# I think I've got dust in my camera



## kirbyultra (Jul 19, 2010)

I was trying to take some pictures of my iPhone 3GS so I could throw the phone on eBay last night but no matter what I did the pictures kept coming out with these white specks on the picture. I don't think I've ever noticed this thing happening when I take normal photos of the buns in and around the apartment. But I was photographing the iPhone against a black table as background and all of a sudden it seemed like dust was all over my photos. I guess I would have to take some different pictures and make sure that it's not just the tiny contours of the table and the surface of the phone reflecting like crazy because the flash is hitting a glossy black surface... does this sound normal or does it sound like I've got dust in the camera? 

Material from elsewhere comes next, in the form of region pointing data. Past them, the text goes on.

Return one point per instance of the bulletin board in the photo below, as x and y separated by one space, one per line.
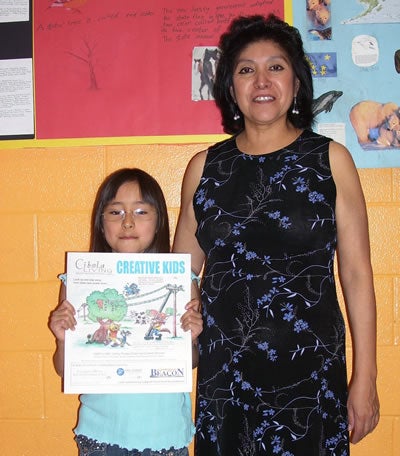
125 68
16 70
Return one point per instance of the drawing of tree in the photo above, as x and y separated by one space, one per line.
89 60
106 305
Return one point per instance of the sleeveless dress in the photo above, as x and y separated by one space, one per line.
272 372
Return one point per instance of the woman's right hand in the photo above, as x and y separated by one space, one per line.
61 319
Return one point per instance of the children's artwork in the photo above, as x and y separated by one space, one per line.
125 68
128 337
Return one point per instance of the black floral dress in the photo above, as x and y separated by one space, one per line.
272 375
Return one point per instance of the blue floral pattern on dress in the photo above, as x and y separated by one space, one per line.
272 374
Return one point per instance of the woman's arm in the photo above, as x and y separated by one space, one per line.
356 278
185 235
61 319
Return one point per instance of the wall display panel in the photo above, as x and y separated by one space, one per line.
127 68
355 62
16 70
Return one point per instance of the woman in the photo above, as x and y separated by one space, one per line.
264 212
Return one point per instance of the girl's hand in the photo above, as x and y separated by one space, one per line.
61 319
192 319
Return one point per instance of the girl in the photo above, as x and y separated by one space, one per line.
129 216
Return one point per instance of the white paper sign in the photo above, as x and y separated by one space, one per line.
128 337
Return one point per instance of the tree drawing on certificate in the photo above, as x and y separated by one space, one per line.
117 322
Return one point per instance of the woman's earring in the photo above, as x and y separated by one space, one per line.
295 109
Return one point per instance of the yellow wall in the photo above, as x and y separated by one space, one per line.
46 195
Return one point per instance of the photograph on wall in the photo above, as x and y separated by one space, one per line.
364 108
205 59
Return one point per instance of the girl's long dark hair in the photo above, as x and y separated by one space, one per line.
151 194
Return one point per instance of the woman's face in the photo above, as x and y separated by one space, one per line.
135 232
264 83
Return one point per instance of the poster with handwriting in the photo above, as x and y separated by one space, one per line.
128 337
129 68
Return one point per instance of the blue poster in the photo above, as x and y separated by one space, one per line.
355 62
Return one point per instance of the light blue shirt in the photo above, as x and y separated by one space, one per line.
137 421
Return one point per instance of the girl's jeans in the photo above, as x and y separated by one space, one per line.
89 447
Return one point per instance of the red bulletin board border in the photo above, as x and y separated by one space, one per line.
116 69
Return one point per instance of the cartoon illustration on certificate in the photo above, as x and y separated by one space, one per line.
128 337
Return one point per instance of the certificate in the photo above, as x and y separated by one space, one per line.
128 337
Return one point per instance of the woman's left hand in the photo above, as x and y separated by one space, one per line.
192 318
363 409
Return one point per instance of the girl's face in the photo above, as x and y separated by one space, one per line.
134 232
264 83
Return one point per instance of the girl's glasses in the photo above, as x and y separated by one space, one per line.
117 215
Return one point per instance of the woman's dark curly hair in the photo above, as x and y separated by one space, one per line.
151 193
246 30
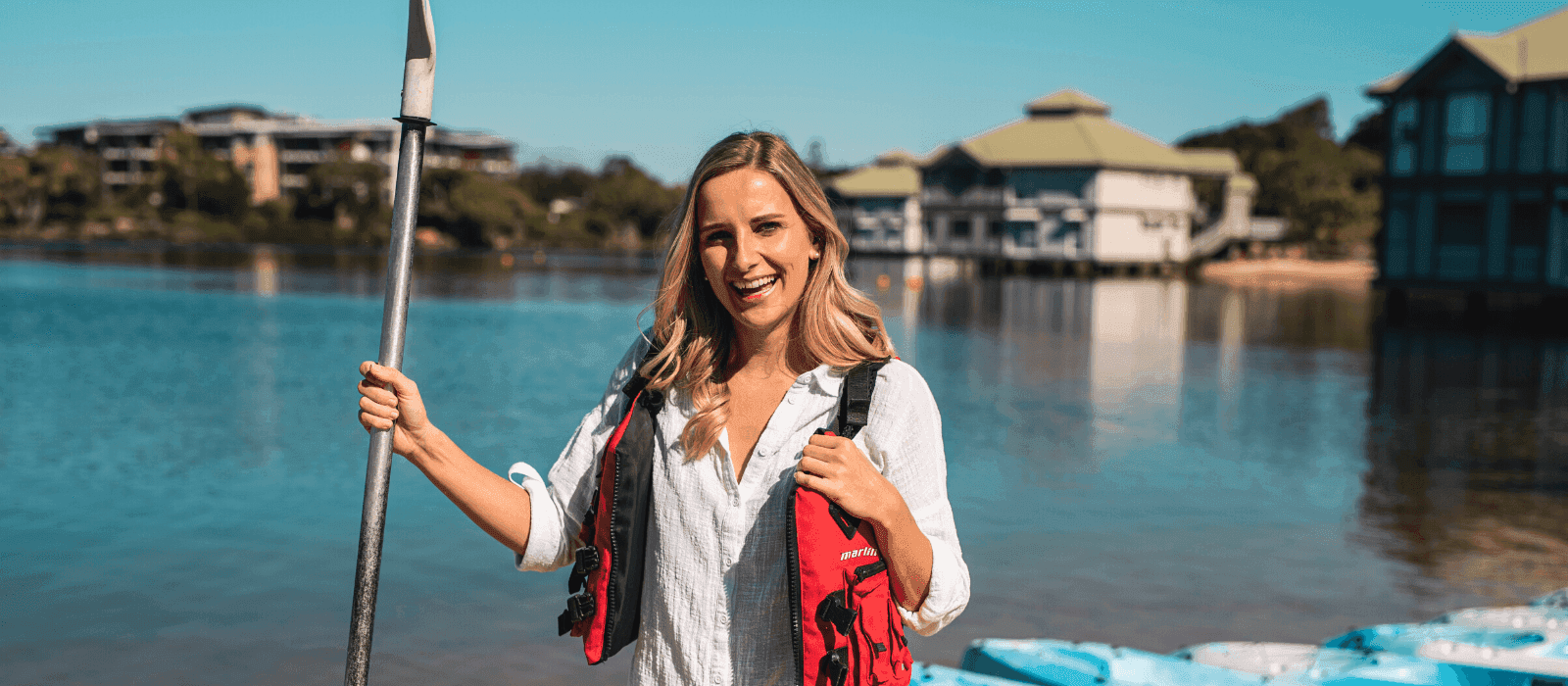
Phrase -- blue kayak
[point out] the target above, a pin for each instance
(1520, 646)
(1063, 662)
(1060, 662)
(937, 675)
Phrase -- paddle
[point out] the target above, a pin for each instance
(419, 81)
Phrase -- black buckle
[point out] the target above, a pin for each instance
(653, 400)
(847, 521)
(836, 664)
(833, 612)
(577, 608)
(587, 561)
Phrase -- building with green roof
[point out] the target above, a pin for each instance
(1063, 183)
(1476, 191)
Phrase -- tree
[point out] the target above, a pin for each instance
(626, 196)
(472, 207)
(192, 178)
(1327, 191)
(345, 194)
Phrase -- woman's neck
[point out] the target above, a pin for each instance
(765, 354)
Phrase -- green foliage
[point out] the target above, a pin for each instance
(621, 206)
(192, 178)
(1325, 190)
(49, 186)
(475, 209)
(190, 194)
(347, 198)
(627, 198)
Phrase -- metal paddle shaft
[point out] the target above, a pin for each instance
(417, 86)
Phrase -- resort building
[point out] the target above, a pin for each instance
(1065, 183)
(8, 146)
(1476, 186)
(274, 151)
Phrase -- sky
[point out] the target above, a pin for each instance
(576, 80)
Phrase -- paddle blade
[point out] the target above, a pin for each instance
(419, 66)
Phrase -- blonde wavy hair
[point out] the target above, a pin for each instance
(833, 323)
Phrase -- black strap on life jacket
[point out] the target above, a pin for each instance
(844, 622)
(608, 576)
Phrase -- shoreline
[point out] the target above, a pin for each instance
(1291, 272)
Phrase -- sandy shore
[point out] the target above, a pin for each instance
(1291, 272)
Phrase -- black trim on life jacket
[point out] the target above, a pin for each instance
(854, 633)
(608, 576)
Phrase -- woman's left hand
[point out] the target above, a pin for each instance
(835, 467)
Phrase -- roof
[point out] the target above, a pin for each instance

I've had the D5000 only since March. I've never removed the kit lens since the day I put it on and I have a UV filter on it. I wiped the filter with a microfiber cloth, then I took that off and wiped the lens off too. I didn't take the lens off the camera body though, because I'm certain I shouldn't be touching the sensor willy nilly. :?

By the end of the night, I took out my Canon point and shoot to finish the job because every shot with the Nikon was coming out funny. anic:


----------



## MikeScone (Jul 23, 2010)

No, that is not dust. Dust shows black, not white.

I think your instinct is right - you're seeing flash reflections.


----------



## kirbyultra (Aug 5, 2010)

Oops missed your reply, Mike. Thanks! Glad it's not dust. Just an old table


----------